When we hit our 70s, 21 percent of us suffer from either dementia or cognitive impairment without dementia. In our 80s, 53 percent of us are afflicted with one or the other, and in our 90s, three out of four of us (76 percent) have lost our minds, at least to some degree.
This all rings true. But the study goes on to "explore possible policy responses to help older individuals more effectively manage their finances." And that's where things get dicey.
Policy solutions include the following possibilities:
- Strengthen disclosure requirements for financial products.
- Require adults to pass a test and get a "license" before being allowed to make big financial decisions.
- Require individuals to put in place a financial advance directive so that at a certain age, a fiduciary could step in to approve "significant financial transactions" on behalf of the individual.
- Regulate financial products themselves. This could be done in the same way the nutrition supplement industry works: "New financial products would be allowed in the market without specific formal approval in advance but would be monitored for adverse effects." Or another approach would be for regulatory agencies to approve all new financial products before they hit the market.
Now mind you, the study is a collaborative work by economists and academics. It doesn't reflect imminent change by policymakers themselves. But let's quash some bad ideas before they catch on!
The least intrusive recommendation would be strengthened disclosure requirements. Just this week, the Securities and Exchange Commission proposed improving the regulation of fund distribution fees (otherwise known as 12b-1 fees) and providing better disclosure for investors.
This is good news for those who consider 12b-1 fees an atrocity. But most investors are not even going to notice that this fee has been reduced or eliminated. Nevertheless, the SEC's move will not hurt anyone except, perhaps, the fund industry and fund sales people. In 2009, investors paid out $9.5 billion in 12b-1 fees.
A license to run finances
Requiring a license makes sense for activities like driving, because society is best served when only competent drivers are allowed to use the roads. But requiring tests to determine mental competence is blatantly paternalistic.

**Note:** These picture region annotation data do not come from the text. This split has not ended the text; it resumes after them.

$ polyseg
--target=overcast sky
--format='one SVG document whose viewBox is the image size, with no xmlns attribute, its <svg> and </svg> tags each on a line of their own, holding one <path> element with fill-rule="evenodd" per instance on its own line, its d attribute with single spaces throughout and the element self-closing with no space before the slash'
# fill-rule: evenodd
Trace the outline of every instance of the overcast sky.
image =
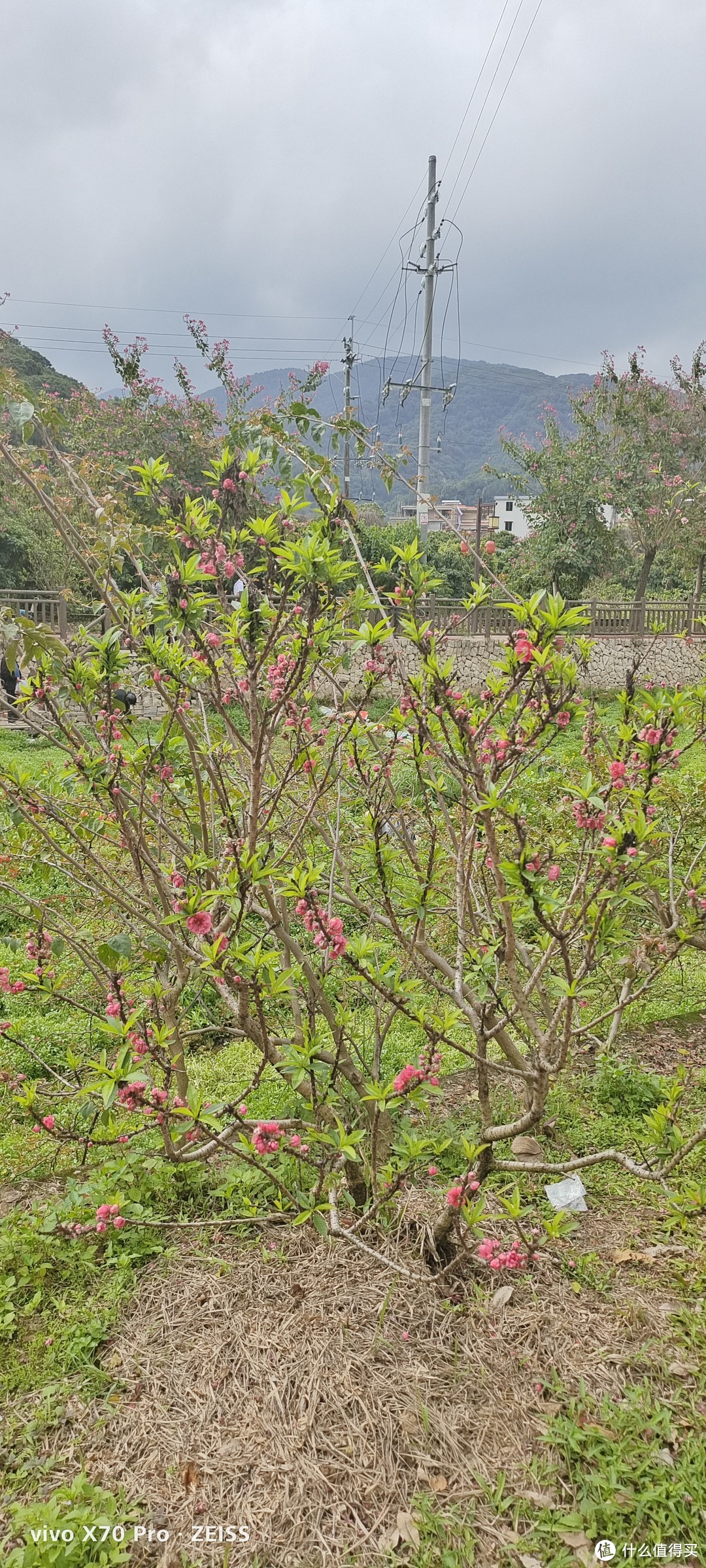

Likewise, the financial advance directive.
We already have the ability to designate someone to serve as power of attorney in case we later become mentally incompetent, but it's hard to determine in advance at what age such an infirmity may set in.
As for the fourth policy initiative, that may not be a bad idea, though some in the financial industry will say that innovation will be hampered and we'll lose our competitive edge if the government has to approve every new little product that's introduced to the public.
What if derivatives or collateralized debt obligations or credit default swaps were examined and determined to be too speculative for the public good? This would have slowed down progress. It also may have prevented the financial crisis from ever happening.
What do you think about the solutions proposed in this study? Should we get a license to prove we're sharp enough to manage our own money?